Chain reactions and unique family culture




Today something I think is interesting occurred, blending a few relatively unique factors. First, the five-point back story.

1. I pick up gifts for people when they’re on sale, then I store them until it’s time to give them. I do this a lot.

2. On Prime Day 2016, I picked up a Kindle Fire 7″ for my oldest daughter. Either for her birthday (that came and went) or Christmas 2016. It’s been on the shelf in my office for months as today is 8 November 2016.

3. About three years ago at the company “Christmas Auction” (long story, but it’s awesome), I picked up an inexpensive acoustic, steel-stringed guitar. I was going to give it to my oldest daughter for her birthday following that Christmas, but we wound up buying her some other main gift and I didn’t want to overdo it. Maybe I actually didn’t want to give it to her yet that year, since she wasn’t quite as old as I wanted her to be when I gave it to her.

Then, sometime in the next year or two, she saw a guitar at Sam Ash and saved up for it. That bumped the guitar I had in stock down to her younger sister. And so it sat.

4. I’ll often give my wife or children a gift in advance of the actual event the gift is for. Look, I’ve got the gifts piling up and I’m sometimes excited to give them to their recipients. And maybe there’s even an element of “Let’s get this accepted before the return window closes with the retailer” although I’m not certain that’s actually been a concern yet.

5. I also will give one gift and apply it to multiple future events for that person. My wife and kids are used to this. I wouldn’t say the five-year-old is, to be fair.
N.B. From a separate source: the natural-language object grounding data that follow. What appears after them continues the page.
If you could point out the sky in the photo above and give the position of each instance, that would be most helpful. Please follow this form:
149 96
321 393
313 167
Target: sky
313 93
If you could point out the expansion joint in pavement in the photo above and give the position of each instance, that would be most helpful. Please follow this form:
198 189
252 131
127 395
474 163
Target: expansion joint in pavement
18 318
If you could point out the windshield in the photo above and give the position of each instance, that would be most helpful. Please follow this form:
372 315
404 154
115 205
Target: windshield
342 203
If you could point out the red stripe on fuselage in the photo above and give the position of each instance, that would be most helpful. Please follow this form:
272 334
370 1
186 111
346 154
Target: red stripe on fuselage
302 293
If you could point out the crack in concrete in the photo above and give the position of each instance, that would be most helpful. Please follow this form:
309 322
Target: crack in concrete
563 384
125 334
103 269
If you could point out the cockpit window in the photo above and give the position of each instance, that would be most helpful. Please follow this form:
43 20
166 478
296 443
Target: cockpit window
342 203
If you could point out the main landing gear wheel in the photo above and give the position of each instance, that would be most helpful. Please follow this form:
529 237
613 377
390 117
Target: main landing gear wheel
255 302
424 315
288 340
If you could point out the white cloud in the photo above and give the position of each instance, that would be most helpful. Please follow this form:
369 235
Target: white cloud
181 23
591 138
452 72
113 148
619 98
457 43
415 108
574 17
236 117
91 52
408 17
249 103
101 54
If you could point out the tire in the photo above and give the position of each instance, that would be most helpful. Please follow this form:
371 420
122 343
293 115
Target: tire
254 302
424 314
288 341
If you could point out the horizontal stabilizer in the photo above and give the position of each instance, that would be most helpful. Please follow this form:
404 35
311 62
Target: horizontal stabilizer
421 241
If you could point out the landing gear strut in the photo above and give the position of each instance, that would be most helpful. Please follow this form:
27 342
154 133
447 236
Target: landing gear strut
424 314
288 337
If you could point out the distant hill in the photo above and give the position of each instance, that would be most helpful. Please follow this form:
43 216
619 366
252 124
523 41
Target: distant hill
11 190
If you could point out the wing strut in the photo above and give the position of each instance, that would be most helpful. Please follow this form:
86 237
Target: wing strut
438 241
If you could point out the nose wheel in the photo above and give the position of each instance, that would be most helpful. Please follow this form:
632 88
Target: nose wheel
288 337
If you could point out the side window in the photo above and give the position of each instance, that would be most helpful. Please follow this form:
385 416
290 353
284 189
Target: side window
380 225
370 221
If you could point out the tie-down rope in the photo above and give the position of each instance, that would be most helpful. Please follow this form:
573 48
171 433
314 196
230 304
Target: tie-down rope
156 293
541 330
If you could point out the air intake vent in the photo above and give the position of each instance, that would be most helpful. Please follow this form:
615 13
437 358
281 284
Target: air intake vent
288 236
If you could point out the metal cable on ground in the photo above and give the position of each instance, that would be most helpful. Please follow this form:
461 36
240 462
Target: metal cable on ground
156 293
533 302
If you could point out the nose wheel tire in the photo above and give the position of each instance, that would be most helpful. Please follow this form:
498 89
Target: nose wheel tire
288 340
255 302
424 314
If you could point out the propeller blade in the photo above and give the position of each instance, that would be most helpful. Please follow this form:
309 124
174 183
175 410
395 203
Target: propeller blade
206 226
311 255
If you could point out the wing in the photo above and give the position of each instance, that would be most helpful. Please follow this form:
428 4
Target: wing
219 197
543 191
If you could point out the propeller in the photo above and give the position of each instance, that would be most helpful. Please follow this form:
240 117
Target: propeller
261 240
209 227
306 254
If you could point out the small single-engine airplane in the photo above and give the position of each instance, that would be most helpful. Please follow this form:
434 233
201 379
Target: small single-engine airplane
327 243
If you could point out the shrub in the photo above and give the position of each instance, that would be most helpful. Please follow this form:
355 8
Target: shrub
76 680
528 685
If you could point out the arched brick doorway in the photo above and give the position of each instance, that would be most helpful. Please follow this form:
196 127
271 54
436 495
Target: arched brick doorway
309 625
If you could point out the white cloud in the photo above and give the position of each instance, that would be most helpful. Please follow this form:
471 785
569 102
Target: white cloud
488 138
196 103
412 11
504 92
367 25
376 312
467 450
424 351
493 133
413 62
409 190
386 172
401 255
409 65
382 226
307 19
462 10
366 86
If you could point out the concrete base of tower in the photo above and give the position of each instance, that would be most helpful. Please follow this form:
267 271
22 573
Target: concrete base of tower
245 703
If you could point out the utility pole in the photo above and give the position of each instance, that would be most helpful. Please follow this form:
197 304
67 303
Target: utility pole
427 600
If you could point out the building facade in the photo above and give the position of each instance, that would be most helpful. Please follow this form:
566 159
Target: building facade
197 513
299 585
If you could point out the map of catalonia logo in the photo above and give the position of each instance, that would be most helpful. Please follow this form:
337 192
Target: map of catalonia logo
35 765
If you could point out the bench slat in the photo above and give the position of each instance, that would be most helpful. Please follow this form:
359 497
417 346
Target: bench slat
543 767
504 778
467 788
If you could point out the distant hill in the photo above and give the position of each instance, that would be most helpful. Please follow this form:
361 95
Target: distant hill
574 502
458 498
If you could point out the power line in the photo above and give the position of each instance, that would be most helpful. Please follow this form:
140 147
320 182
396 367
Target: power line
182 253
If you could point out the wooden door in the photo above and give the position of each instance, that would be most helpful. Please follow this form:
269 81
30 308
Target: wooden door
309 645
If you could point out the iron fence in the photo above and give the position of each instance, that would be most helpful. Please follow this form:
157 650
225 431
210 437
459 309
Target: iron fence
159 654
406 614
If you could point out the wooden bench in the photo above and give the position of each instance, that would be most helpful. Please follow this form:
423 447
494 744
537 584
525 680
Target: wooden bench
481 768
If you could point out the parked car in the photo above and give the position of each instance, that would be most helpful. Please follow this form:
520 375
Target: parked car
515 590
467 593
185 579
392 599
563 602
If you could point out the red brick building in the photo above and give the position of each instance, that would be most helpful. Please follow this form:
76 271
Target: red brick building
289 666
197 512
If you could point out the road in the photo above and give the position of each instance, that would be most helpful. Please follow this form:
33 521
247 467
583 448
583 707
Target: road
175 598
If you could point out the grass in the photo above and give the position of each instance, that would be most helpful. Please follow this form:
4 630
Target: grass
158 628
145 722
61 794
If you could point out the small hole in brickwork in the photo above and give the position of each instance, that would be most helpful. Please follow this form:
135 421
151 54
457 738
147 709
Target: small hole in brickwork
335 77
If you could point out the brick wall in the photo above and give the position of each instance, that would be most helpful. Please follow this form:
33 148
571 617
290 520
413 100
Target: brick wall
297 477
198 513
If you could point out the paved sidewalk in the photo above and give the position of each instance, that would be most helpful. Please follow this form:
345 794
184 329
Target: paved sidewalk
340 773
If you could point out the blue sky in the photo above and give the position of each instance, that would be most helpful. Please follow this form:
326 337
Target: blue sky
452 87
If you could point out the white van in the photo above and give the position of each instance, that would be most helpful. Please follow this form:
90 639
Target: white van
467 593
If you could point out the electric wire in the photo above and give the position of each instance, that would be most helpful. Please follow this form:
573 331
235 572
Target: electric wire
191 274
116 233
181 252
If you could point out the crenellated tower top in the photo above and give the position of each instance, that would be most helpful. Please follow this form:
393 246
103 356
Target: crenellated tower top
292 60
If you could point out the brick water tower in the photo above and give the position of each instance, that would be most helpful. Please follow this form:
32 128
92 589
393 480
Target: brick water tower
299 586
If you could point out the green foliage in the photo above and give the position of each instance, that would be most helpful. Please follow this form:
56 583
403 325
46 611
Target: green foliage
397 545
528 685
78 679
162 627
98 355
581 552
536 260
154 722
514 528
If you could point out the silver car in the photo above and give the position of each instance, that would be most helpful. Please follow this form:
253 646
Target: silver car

Anyway, I do this and then I’ll say something along the lines of, “Happy birthdaychristmasanniversarymothersdaybirthday” for a big ticket item. (I actually state the events that I consider this covers.)

This is how I roll and my ladies seem to be okay with it.
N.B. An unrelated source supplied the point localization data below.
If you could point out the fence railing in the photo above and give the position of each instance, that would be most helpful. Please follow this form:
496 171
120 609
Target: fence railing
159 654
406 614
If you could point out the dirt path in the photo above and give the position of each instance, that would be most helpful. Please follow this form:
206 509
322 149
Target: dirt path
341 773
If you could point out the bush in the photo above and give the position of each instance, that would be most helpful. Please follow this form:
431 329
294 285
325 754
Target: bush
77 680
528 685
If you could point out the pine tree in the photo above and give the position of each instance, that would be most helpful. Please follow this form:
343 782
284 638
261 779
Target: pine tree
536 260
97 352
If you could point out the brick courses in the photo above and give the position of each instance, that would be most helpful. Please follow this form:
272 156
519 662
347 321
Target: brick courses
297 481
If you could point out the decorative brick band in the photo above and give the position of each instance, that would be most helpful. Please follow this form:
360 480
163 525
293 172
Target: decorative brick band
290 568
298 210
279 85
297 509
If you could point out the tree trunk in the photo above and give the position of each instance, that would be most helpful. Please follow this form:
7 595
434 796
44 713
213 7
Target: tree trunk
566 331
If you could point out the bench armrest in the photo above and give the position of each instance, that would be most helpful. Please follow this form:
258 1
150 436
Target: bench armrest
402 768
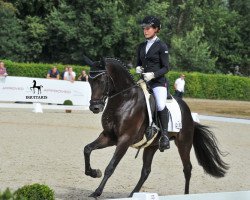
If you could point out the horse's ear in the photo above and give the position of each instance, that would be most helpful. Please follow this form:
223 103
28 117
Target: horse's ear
88 61
103 63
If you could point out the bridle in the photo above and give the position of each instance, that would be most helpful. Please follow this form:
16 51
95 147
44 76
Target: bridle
107 87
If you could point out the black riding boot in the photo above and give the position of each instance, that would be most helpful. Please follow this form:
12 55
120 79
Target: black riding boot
164 140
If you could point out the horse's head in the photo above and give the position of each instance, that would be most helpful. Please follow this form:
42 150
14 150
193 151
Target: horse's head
107 78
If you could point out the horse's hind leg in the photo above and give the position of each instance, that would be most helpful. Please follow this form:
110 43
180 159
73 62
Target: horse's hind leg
184 151
101 142
121 149
148 155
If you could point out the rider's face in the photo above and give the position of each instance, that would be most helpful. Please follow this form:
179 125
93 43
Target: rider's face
149 32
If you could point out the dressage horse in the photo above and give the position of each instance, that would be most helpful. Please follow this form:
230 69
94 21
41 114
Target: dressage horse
125 120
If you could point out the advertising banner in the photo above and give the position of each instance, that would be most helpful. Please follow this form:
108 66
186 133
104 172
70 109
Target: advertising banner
40 90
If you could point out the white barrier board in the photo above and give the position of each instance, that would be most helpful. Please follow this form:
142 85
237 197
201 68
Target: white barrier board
41 90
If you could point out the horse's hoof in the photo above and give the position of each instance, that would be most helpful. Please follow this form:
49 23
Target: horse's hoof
94 195
98 173
95 173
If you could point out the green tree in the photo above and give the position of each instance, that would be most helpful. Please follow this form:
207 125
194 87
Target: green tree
35 38
11 35
191 53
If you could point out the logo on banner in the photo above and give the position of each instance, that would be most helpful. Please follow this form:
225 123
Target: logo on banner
36 88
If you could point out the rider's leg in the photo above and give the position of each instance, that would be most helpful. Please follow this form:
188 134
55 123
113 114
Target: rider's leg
160 94
164 140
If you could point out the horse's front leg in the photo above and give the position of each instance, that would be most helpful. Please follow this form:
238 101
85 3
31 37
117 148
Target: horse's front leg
101 142
121 149
148 155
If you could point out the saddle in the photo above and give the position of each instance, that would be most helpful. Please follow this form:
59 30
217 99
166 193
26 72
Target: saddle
174 124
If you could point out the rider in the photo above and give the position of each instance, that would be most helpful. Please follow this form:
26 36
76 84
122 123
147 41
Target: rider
152 62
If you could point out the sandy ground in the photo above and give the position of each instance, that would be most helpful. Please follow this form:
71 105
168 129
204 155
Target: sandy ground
47 148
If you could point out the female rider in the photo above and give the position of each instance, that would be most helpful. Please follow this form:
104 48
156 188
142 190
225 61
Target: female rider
152 62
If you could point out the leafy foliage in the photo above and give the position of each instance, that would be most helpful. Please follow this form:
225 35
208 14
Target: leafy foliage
190 53
34 192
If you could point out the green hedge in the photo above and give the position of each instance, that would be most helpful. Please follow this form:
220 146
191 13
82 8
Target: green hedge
29 192
37 70
198 85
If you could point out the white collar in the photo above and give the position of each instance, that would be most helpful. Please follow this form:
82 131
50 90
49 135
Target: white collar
152 40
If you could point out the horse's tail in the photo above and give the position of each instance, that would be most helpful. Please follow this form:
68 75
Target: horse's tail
207 151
Pop back to present time, this morning. Before I left for work, my wife told me that her (super old, disgustingly slow) iPad mini was getting flakey on her. Does it have storage space? Yes, she says she cleared it off hard. She needs a new tablet. Does she really need a tablet? I thought her iPhone 6S Plus made her not even use her iPad. She told me what she uses the iPad for, but I promptly forgot.

She says to wait on the tablet replacement until a super deal comes my way. It’s worth maybe fifty bucks to her. I told her that means Android, not iPad. Does she just want to browse the web on it? Yep. Ah, yes, games for the youngest daughter was her other main use case, which I suggested she forget about on Android. Okay, Android’s got most of the big games that iOS has. It’ll be okay.

So I walked into the office, pulled down the Kindle Fire 7″, walked back to the kitchen and plopped it on the bar in front of my wife.

She asks me in transparent code if this is the one slated to be our oldest daughter’s primary Christmas gift this year. Yes, but don’t worry about it, I say. She worries. The daughter is sitting right there for all this. She knows what that tablet is for at this point.

My wife doesn’t want her daughter’s tablet, but my daughter does. Does she want her Christmas present early this year, I ask. Yes, predictably, she does. Okay, I give it to her.

Now her sister wants a gift. This was also predictable. Let’s just handle it. No point in telling her to suck it up, since we have the early gift culture in our house. But what gifts, her mother asks, will she open on Christmas day? “Gifts from my other friends,” she replies. Okay, she gets it.

So I go out to the garage, pull the guitar box off its shelf, bring it back in and set it on the floor. She comes over, I show her how to open the box, and once she gets is open she gives me the best thank you ever. Just a breathless, totally honest, simple, “Dad. Thank you.”

Okay, Christmas is covered. I like how this went down.